5G phones may look just like 4G ones from
the outside, but it turns out they’re full of complicated changes. Take
antennas, for instance. Getting 4G and 5G working on one phone means
implementing “nearly 50 different bands” of antenna frequencies, with the 5G
ones taking up more room than the 4G ones, Liu said.

“A major challenge
is squeezing a large number of necessary hardware
components into a small, compact space,” Liu said.

5G phones also run
hotter than 4G ones did, Liu confirmed. This has been a controversy since last
summer, when we saw millimeter-wave 5G phones based on the first-generation X50
modem overheating under stress. Qualcomm, the carriers, and phone makers all pointed fingers at each other about
that. So far, we haven’t seen that happening with the newer X55-based phones,
but we also haven’t tried to run them through a New York or Las Vegas summer.

“5G is much more demanding in terms of power consumption compared to 4G (approximately 100 ~ 300mA). This brings about higher temperatures within a device that must be addressed accordingly to avoid thermal issues,” Liu said.

Solving That mmWave Problem

One of the thorniest issues in 5G is what to do about millimeter-wave.
The high-speed, short-range technology Verizon largely relies on requires
expensive additional antenna modules, which are a big part of why Verizon’s
exclusive OnePlus 8 5G UW costs $100 more than the T-Mobile model, and also
probably why the OnePlus 8 Pro doesn’t support Verizon’s network.

While Liu and Lau didn’t confirm that future OnePlus devices
would include millimeter-wave, they came pretty close.

“We will continue pushing the technology forward
with partners, like T-Mobile, Verizon, and Qualcomm, bringing
multi-band devices to our users,” Liu said.

Notice the inclusion of T-Mobile in that quote, where this
year’s T-Mobile phone didn’t have millimeter-wave.

Time is going to make millimeter-wave phones less expensive, Lau suggested. “We
anticipate that prices for 5G devices will come down somewhat over time as
things like network infrastructure, technology and production become more
mature, similar to what we saw with 4G phones,” Lau said.

OnePlus 8 antenna diagramThere’s a ridiculous number of antennas in these things. This is the OnePlus 8.

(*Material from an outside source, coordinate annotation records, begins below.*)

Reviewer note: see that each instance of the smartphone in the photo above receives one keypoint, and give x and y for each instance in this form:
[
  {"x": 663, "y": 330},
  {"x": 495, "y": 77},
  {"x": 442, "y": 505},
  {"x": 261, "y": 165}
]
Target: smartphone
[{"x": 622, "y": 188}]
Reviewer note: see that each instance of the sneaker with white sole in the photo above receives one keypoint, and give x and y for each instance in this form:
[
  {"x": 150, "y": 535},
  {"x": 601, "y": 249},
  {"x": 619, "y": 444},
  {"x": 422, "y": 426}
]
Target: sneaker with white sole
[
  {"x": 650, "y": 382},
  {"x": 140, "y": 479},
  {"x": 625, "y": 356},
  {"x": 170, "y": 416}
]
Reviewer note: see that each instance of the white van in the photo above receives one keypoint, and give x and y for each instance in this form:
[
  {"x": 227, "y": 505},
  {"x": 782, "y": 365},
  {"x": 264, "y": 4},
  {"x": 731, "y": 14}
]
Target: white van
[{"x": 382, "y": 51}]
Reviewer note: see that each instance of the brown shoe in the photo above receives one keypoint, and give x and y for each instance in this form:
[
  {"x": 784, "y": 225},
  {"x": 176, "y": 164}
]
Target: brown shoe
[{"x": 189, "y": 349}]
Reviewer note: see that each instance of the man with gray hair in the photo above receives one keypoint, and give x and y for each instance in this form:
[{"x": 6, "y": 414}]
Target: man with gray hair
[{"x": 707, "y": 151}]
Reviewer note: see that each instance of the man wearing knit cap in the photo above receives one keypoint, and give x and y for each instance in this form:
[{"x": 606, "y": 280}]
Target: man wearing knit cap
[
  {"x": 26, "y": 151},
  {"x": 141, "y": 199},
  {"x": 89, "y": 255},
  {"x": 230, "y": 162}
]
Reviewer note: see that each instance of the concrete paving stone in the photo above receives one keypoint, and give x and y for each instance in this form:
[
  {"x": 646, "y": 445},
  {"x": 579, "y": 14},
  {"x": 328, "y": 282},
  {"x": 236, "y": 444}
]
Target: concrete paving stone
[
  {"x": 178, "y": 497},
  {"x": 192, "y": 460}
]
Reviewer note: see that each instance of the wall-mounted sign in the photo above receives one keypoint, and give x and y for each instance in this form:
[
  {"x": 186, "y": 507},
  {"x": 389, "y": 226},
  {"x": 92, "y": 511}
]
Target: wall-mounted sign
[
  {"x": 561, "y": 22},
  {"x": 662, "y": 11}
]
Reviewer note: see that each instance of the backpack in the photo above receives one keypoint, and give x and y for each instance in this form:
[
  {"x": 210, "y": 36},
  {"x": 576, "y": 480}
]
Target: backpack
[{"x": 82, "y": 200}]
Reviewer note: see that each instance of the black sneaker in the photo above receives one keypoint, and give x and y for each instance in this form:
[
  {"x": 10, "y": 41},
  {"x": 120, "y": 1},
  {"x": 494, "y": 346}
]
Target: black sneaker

Yep, Voice Calling’s Getting Better

During the COVID-19 crisis, voice calling has skyrocketed as
people try to connect to each other. While lots of people are
chatting over Google Meet or Zoom, many have also realized that the guaranteed
low latency and quality of service on traditional voice calls makes them a
little less uncanny than you get on video chat systems.

Moving to a 5G standalone core means better voice calls, Liu
said, and OnePlus is on this. “Due to the low latency of the new radio, new voice and
video technology (EVS and H.265) over the 5G core results in better voice
quality and video quality,” Liu said.

Phones that support native, standalone voice-over-5G (known
as VoNR) will have an advantage in the new voice-calling world, Liu said. Without
VoNR, phones will have to fall back to 4G to connect their calls, “requiring
more time and experiencing more drop-offs,” he said.

The OnePlus 8 is currently our Editors’ Choice as an affordable 5G smartphone on both T-Mobile and Verizon.